2) As for the grown-ups, stumbling over the assessment of the real
magnitude of risk may be a function of
innumeracy, but the DMCB believes it can be managed by asking 'compared to what?' So while a CAT scan can present a lifetime risk of hundreths to tenths of one percent:
- the risk of a dying in a car accident during an average life time,
according to this report, is 1 in 83, which works out to be more than 1% for every man, woman and child in the U.S. today. The DMCB recommends wearing a seat belt when you drive to your CAT scan appointment.
3) One way of gauging the risk of any health threat that is reported in the media is to examine the
number of reports: the greater their number, stridency and alarm,
the lower the real risk. The hubub over CAT scans suggests this inverse relationship is holding up.

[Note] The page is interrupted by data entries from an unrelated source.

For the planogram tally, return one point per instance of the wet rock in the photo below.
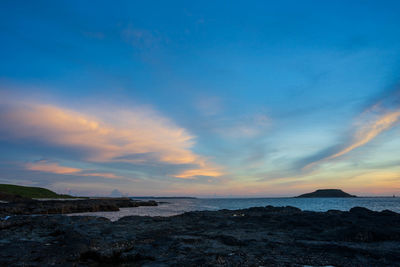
(264, 236)
(69, 206)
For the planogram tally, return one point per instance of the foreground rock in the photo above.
(252, 237)
(29, 206)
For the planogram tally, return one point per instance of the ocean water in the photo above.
(172, 207)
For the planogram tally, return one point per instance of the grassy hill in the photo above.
(30, 192)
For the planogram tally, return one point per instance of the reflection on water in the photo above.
(178, 206)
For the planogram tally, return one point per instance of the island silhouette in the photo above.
(326, 193)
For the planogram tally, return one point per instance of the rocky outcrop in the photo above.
(265, 236)
(327, 193)
(29, 206)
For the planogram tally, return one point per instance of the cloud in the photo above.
(114, 136)
(54, 167)
(45, 166)
(376, 119)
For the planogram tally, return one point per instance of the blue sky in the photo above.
(203, 98)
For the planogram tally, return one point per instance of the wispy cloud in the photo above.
(117, 136)
(54, 167)
(376, 119)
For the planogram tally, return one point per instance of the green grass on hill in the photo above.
(30, 192)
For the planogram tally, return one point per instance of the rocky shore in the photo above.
(24, 206)
(265, 236)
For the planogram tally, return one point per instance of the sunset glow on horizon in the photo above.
(183, 99)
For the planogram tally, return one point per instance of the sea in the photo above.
(175, 206)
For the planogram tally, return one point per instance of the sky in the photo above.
(200, 98)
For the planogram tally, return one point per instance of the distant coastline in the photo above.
(326, 193)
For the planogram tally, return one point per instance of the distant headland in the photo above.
(326, 193)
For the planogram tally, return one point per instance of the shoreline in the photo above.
(264, 236)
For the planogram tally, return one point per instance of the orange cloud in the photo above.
(188, 174)
(366, 132)
(370, 131)
(53, 167)
(135, 136)
(45, 166)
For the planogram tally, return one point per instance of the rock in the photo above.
(264, 236)
(69, 206)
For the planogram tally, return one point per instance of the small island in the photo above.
(326, 193)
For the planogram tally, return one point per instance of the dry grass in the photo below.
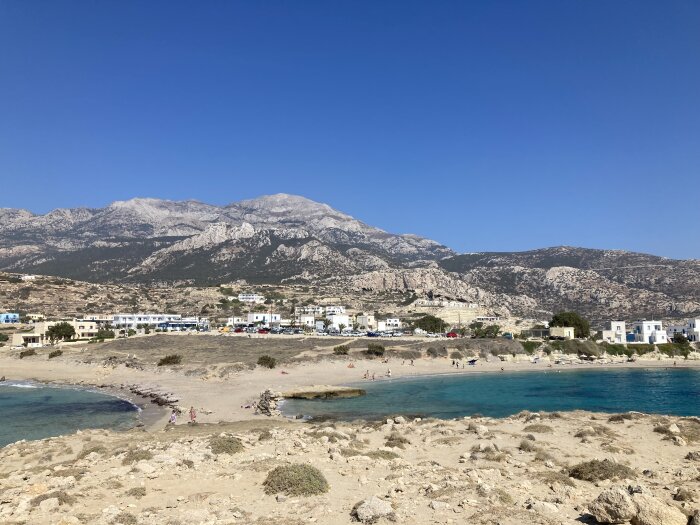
(596, 470)
(135, 455)
(396, 440)
(225, 445)
(296, 480)
(539, 428)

The DMCB has always been less worried about the radiation dose from CAT scanners than their far more dangerous tendency to find
abnormalities in the absence of disease. Asymptomatic spots, densities, signals and other lesions of dubious significance have always bedeviled physicians and their patients, leading to ever more sophisticated imaging studies. If patient fear over CAT scan radiation exposure leads to fewer scans with fewer of their
inevitable false positives, that may ultimately be a good thing.
3 comments:
Thank you for the final sentance. As an ED nurse, the primary question should not be, "Do CT scans cause cancer," but, "What causes CT scans?" The answer, of course, is defensive medicine.

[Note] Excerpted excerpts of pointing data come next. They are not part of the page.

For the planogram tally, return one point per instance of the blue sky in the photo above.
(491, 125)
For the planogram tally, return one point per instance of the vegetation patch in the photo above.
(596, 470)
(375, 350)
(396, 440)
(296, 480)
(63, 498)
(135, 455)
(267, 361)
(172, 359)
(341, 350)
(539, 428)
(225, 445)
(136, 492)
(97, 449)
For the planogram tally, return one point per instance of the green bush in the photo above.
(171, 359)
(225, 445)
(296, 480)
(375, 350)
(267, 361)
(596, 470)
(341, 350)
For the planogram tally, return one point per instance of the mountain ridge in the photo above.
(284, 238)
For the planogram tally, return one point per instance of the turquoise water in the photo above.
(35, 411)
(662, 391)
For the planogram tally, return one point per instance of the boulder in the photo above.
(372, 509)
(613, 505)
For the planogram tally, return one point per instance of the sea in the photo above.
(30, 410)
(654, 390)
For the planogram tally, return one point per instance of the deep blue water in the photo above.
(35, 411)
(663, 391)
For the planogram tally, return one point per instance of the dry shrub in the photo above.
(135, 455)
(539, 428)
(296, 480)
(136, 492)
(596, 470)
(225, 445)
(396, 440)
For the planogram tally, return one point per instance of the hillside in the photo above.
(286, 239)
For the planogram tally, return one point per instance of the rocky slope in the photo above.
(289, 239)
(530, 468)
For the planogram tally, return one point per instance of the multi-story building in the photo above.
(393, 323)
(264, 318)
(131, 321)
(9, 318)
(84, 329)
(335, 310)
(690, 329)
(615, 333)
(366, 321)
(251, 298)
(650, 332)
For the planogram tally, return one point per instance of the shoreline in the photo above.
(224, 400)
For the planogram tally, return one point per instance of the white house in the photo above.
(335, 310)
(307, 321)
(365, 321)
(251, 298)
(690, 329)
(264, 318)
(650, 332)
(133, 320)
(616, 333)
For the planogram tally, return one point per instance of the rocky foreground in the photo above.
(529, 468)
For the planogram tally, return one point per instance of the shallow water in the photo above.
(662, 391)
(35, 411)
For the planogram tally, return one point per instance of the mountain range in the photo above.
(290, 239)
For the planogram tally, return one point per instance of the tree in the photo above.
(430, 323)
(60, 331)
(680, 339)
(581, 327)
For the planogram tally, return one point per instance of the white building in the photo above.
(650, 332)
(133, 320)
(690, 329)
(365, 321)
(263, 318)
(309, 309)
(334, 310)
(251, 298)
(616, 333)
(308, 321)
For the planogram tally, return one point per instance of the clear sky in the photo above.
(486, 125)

Folks may be tempted to 'pfft!' bradleydean's comment as rhetorical puffery, but check out the relationship between physician liability premiums and the utilization of high cost radiology studies reported in none other than Health Affairs at http://bit.ly/7bYVpW
"Mounting malpractice liability costs might affect physician practice patterns in many ways, such as increasing the use of diagnostic procedures while reducing major surgeries. This paper quantifies the association between malpractice liability costs and the use of physician services in Medicare. We find that higher malpractice awards and premiums are associated with higher Medicare spending, especially for imaging services that are often believed to be driven by physicians’ fears of malpractice. The 60 percent increase in malpractice premiums between 2000 and 2003 is associated with an increase in total Medicare spending of more than $15 billion"

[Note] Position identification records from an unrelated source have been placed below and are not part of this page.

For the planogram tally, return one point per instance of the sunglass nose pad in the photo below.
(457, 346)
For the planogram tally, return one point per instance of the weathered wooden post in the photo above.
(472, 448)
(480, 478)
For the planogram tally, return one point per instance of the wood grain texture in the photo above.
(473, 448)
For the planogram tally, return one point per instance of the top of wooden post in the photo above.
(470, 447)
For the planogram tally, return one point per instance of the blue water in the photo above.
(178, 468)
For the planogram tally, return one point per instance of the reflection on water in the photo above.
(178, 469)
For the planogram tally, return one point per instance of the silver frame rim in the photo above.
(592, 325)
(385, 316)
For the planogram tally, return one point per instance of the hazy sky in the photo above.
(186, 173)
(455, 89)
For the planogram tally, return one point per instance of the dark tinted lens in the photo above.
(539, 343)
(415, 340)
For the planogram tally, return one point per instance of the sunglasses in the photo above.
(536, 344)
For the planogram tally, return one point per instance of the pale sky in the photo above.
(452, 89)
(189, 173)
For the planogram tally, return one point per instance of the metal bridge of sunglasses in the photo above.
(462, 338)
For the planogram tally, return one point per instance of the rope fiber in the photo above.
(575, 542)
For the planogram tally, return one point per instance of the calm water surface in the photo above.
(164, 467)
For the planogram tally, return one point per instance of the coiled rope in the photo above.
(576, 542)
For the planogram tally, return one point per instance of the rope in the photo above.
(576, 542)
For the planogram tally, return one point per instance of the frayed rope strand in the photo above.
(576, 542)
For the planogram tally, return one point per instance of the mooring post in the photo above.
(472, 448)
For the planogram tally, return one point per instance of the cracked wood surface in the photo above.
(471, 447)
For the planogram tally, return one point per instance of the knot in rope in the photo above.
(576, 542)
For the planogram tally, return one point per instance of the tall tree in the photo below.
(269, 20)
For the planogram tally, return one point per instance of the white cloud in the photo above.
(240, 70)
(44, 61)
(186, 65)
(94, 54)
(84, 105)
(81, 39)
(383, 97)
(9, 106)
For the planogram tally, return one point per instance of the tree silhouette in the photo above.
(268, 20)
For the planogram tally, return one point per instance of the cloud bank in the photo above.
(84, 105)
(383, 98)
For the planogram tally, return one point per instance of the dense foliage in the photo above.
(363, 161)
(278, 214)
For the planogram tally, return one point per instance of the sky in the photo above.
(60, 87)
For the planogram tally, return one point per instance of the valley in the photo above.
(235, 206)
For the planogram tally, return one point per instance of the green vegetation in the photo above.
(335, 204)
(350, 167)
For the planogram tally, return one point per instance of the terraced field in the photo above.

Many complaints from physicians about what they pay for malpractice. Many comments about defensive medicine. Very few comments from physicians abiout better "policing" of their own behavior. WHat does it take to get rid of te small percentage of physicians who spoil the market for everyone, patients AND physicians. How many physicians are repeat offenders and nothing happens -- and I don't mean those noble experts who specialize in high risk patient care.
If physicians did a better job of maintaining standards of quality and safety rather than thinking about the impact it would have on the MD's earning power, we would all be better off and the equation would change.